04/03/2020
Given the number of job losses that have already occurred, and the ones we can anticipate are coming, I wanted to share this. The CARES Act (“Coronavirus stimulus law”) enacts the following changes to early distributions (with effective dates of January 1, 2020, to December 31, 2020) and loans (with effective dates of March 27, 2020, to December 31, 2020) from qualified employer-sponsored and IRA retirement accounts:
1. Allows withdrawals up to $100,000 without the normal 10% penalty tax.
2. Allows participants to take the full amount of their vested benefit as a loan. Normally, the loan amount is limited to 50% of the vested balance.
3. Allows up to three years for an individual to complete an IRA rollover before the funds are subject to tax. Normally, the allotted time is 60 days.
4. Increases maximum loan amounts from $50,000 to $100,000.
5. Spreads the recognition of taxable income from early withdrawals over three years. For example, if you withdraw $99,000 from a qualified account for reasons related to COVID-19 and you elect to or are unable to repay any of it, you would recognize tax on $33,000 of income in the subsequent three years, instead of all $99,000 in one year.

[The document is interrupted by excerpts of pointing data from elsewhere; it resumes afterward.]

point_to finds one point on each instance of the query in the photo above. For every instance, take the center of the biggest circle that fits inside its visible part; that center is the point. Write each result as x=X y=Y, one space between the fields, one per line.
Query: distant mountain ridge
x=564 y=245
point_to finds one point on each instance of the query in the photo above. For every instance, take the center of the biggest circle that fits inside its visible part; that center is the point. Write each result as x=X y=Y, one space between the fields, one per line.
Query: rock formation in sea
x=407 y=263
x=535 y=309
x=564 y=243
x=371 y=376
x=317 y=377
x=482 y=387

6. Loan repayments will have a one-year grace period from the initial date of the loan during which you are not required to make payments.

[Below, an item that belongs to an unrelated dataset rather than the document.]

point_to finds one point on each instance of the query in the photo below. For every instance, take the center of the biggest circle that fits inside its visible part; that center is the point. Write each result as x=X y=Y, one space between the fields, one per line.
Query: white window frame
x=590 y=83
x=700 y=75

7. The loan repayment period is extended from three to five years.
I should add that any decision to withdraw funds from accounts meant for your retirement is a serious and delicate matter that should be treated as such. Consider reasonable and safe ways to reduce expenses or supplement your income. However, if those reasonable and safe actions are not enough, the temporary changes in the law may lessen the sting of using your funds.